Gut microbiota's role in brain function and mood regulation
French scientists have found that an imbalance in the gut bacterial community can cause a reduction in some metabolites, resulting in depressive-like behaviours. Published in the journal Nature Communications, their findings indicate that a healthy gut microbiota contributes to normal brain function.
Recent observations have revealed a link between mood disorders and damage to the bacterial population in the gut, known as the gut microbiota. This was demonstrated by a consortium of scientists from the Institut Pasteur, the Centre national de la recherche scientifique (CNRS) and Inserm, who identified a correlation between the gut microbiota and the efficacy of fluoxetine — a molecule frequently used as an antidepressant. But some of the mechanisms governing depression, the leading cause of disability worldwide, remained unknown.
Using animal models, the scientists discovered that a change to the gut microbiota brought about by chronic stress can lead to depressive-like behaviours, in particular by causing a reduction in lipid metabolites (small molecules resulting from metabolism) in the blood and the brain. These lipid metabolites, known as endogenous cannabinoids (or endocannabinoids), coordinate a communication system in the body which is significantly hindered by the reduction in metabolites.
Endocannabinoids bind to receptors that are also the main target of THC, the most widely known active component of cannabis. The scientists discovered that an absence of endocannabinoids in the hippocampus, a key brain region involved in the formation of memories and emotions, resulted in depressive-like behaviours. They obtained these results by studying the microbiotas of healthy animals and animals with mood disorders.

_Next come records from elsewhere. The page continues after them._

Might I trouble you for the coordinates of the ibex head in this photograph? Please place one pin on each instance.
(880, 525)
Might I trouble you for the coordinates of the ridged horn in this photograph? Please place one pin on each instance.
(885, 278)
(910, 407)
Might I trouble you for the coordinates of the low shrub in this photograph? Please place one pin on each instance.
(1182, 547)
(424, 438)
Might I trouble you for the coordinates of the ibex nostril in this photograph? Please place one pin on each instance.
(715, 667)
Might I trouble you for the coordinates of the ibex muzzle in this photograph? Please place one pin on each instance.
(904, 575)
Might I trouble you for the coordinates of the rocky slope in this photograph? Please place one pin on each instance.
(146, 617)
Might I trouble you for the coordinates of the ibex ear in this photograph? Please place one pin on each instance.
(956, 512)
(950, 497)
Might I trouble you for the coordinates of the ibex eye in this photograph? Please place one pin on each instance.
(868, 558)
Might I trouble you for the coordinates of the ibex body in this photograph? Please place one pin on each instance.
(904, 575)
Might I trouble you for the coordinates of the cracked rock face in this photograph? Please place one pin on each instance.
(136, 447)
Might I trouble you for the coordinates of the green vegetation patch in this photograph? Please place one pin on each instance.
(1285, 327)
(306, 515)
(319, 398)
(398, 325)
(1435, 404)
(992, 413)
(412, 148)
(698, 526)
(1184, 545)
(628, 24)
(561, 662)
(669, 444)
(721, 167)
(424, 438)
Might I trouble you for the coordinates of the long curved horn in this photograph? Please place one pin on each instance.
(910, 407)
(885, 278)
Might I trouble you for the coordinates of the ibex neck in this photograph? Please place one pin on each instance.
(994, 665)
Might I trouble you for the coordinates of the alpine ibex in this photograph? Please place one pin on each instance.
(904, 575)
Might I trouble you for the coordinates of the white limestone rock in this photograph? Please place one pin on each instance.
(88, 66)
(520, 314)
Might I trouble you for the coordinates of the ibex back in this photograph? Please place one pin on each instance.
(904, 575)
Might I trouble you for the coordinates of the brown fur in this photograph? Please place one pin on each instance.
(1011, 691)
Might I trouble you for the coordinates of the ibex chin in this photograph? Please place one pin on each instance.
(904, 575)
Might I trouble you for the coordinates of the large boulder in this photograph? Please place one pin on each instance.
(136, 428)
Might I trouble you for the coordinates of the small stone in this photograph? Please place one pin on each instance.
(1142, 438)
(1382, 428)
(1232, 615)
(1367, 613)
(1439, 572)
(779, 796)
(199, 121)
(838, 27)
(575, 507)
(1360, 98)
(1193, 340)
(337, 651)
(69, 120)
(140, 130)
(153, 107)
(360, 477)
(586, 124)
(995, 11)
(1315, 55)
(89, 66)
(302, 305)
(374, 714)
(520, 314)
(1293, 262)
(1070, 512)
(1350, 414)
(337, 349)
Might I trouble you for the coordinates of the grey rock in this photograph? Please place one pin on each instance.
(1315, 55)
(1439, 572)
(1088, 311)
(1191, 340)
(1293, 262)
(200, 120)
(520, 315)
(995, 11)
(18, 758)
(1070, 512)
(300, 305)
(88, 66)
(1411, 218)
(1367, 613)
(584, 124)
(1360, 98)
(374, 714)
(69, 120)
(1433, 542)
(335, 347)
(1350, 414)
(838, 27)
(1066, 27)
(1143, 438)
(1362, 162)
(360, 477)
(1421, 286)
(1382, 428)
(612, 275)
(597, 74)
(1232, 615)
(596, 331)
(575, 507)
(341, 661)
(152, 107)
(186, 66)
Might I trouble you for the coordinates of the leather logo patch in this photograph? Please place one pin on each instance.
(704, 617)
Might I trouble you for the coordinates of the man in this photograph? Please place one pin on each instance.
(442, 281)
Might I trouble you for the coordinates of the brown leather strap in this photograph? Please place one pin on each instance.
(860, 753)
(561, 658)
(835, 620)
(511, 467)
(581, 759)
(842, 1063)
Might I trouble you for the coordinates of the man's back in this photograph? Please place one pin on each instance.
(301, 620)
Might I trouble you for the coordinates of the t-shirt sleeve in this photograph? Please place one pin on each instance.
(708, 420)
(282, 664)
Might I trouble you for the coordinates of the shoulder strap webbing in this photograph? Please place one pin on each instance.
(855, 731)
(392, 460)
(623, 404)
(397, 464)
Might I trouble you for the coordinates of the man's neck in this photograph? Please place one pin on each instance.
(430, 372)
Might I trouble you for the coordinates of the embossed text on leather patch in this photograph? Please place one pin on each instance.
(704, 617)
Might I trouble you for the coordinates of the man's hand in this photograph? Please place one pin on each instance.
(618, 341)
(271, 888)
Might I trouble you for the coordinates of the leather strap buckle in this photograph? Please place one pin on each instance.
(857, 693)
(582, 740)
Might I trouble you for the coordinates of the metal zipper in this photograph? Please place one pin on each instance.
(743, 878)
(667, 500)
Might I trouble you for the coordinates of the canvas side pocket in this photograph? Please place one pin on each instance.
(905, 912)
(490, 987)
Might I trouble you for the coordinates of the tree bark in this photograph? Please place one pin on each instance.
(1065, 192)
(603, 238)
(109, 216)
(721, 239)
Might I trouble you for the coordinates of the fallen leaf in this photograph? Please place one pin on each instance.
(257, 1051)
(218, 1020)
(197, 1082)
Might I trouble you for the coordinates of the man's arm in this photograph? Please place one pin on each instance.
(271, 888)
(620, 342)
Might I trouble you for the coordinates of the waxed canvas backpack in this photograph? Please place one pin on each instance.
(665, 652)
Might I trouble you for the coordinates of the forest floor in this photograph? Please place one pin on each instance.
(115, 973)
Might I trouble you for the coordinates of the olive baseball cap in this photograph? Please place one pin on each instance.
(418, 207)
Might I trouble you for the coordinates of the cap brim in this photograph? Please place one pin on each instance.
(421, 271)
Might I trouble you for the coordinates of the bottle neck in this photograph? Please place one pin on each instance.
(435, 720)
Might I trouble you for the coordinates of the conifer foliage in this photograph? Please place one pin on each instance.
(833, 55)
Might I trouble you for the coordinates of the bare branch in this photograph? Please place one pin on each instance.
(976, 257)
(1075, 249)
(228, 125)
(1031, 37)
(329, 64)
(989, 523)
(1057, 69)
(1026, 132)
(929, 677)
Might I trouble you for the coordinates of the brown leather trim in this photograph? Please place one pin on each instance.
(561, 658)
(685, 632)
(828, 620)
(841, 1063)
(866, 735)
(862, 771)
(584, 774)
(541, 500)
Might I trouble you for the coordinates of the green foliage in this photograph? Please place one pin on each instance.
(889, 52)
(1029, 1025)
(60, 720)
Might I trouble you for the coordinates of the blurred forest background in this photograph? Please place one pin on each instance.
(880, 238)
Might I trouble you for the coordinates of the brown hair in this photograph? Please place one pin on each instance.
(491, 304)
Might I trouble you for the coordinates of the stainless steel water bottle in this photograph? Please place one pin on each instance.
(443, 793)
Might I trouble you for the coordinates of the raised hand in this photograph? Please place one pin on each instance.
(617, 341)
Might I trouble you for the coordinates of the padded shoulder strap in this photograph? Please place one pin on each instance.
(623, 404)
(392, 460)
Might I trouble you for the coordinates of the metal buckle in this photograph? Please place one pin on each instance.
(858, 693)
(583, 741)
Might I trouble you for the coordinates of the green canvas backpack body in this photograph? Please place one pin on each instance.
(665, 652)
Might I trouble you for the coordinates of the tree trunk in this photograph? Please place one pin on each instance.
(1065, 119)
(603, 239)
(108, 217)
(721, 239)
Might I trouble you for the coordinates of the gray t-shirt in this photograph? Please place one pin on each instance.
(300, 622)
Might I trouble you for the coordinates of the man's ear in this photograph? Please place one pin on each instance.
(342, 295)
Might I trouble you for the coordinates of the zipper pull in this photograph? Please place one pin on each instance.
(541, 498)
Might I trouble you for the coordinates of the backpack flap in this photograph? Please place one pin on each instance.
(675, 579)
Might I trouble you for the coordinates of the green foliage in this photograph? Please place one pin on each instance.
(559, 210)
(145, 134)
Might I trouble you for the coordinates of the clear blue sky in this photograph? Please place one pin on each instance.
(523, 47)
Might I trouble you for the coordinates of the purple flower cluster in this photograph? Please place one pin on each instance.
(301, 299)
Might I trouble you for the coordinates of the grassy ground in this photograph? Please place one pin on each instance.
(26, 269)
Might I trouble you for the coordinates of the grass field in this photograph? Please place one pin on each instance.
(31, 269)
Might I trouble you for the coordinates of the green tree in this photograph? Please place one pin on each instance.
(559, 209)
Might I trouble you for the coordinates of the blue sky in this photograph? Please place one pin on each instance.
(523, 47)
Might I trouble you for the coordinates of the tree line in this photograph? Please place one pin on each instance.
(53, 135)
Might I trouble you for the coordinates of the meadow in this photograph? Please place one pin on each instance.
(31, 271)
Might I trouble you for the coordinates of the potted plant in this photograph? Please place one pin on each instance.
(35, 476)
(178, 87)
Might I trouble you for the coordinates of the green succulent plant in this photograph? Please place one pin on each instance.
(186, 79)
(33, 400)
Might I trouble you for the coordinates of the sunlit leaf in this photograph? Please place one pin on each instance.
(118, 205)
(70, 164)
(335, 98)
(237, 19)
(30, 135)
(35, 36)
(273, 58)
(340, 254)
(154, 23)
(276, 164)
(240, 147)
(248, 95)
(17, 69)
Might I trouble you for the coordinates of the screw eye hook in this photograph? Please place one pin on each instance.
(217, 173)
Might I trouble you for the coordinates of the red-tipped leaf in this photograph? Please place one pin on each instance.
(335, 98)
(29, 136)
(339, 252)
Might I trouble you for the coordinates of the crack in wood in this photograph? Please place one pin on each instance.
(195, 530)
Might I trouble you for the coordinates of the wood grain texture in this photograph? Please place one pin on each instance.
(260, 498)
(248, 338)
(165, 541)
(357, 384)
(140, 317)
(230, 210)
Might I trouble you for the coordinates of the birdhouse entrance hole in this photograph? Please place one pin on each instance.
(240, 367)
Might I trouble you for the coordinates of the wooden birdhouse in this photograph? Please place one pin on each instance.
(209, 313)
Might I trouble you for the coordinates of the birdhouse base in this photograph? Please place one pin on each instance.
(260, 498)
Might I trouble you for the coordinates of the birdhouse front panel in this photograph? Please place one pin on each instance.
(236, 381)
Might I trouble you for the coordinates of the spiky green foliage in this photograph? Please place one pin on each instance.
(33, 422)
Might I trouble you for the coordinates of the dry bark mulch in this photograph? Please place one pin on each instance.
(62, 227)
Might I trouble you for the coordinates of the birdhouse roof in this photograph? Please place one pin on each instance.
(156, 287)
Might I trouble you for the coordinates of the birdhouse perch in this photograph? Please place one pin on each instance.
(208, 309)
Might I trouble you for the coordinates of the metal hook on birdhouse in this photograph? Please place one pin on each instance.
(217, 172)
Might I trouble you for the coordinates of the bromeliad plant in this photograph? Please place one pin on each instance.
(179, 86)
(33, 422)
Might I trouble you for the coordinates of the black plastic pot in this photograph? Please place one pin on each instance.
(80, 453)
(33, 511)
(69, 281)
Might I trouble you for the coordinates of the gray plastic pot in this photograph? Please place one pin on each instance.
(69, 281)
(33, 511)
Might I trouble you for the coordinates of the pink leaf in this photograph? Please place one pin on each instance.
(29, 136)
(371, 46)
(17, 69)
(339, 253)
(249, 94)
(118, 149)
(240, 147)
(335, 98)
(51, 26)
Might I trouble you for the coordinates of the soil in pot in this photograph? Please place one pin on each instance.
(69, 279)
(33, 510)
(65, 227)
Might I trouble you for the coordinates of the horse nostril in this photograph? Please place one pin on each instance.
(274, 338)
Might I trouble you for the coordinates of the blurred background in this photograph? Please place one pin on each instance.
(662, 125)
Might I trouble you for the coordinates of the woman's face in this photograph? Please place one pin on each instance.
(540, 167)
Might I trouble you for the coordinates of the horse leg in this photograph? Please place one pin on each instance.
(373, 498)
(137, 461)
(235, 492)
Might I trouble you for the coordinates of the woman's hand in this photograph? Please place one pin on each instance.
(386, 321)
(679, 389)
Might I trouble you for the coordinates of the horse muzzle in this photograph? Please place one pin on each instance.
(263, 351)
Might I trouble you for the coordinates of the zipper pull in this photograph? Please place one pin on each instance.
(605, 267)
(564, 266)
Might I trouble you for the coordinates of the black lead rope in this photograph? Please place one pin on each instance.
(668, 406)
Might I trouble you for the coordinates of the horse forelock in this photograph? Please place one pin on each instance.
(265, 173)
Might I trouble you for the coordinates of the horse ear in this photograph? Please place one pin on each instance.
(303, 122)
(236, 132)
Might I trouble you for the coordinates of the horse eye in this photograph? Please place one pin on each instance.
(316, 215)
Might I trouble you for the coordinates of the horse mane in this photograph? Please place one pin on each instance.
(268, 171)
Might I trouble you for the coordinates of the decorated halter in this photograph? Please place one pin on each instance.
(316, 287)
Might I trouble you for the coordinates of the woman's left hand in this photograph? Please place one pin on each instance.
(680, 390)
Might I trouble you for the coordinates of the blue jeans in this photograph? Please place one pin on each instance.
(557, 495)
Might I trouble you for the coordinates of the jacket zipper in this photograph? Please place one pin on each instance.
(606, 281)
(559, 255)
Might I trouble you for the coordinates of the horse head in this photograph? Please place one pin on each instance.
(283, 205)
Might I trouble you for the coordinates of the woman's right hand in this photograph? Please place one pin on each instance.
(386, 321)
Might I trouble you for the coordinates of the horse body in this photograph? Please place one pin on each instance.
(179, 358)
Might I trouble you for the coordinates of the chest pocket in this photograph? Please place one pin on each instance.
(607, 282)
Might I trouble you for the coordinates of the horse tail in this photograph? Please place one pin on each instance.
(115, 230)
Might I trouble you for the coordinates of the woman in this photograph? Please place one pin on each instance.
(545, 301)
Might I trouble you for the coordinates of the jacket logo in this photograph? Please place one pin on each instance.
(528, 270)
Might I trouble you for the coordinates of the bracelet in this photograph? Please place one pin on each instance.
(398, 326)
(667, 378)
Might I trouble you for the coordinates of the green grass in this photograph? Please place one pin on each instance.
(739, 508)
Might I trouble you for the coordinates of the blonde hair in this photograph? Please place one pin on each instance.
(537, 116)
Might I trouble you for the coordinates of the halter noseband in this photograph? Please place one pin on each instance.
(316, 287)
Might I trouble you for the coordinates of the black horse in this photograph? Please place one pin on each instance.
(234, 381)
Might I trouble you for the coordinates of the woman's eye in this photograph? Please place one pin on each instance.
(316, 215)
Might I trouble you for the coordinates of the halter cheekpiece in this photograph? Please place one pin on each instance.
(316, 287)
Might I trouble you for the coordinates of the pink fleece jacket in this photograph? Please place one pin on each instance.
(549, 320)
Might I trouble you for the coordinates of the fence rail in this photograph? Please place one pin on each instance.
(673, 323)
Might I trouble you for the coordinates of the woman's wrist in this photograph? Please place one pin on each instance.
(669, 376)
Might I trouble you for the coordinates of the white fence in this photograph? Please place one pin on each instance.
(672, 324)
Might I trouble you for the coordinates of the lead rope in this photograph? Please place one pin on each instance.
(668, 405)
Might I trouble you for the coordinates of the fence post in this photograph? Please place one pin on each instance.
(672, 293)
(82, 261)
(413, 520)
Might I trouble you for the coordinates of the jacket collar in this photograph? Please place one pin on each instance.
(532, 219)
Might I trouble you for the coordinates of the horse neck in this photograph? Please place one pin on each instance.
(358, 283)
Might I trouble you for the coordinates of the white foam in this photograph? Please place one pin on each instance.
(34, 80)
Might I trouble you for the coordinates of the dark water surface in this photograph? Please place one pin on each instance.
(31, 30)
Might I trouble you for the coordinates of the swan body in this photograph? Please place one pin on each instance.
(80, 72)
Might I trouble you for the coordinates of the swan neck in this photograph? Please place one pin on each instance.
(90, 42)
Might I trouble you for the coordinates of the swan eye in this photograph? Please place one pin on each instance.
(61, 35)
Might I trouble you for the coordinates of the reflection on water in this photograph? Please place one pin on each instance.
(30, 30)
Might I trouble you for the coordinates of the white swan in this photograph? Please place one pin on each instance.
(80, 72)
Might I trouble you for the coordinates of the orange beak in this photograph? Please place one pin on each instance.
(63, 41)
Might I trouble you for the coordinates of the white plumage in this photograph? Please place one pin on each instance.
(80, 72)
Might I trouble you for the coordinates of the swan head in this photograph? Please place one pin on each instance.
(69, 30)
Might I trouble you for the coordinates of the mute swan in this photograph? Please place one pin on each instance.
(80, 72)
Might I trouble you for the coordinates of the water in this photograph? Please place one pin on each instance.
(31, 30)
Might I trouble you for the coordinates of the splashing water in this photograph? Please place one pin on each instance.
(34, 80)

The scientists also identified some bacterial species that are significantly reduced in animals with mood disorders. They then demonstrated that an oral treatment with the same bacteria restored normal levels of lipid derivatives, thereby alleviating the depressive-like behaviours. These bacteria could therefore serve as an antidepressant.
“Surprisingly, simply transferring the microbiota from an animal with mood disorders to an animal in good health was enough to bring about biochemical changes and confer depressive-like behaviours in the latter,” said Pierre-Marie Lledo, Head of the Perception and Memory Unit at the Institut Pasteur and joint last author of the study.
The research therefore shows the role played by the gut microbiota in normal brain function, and how specific bacteria could be used for restoring a healthy microbiota and treating mood disorders more effectively.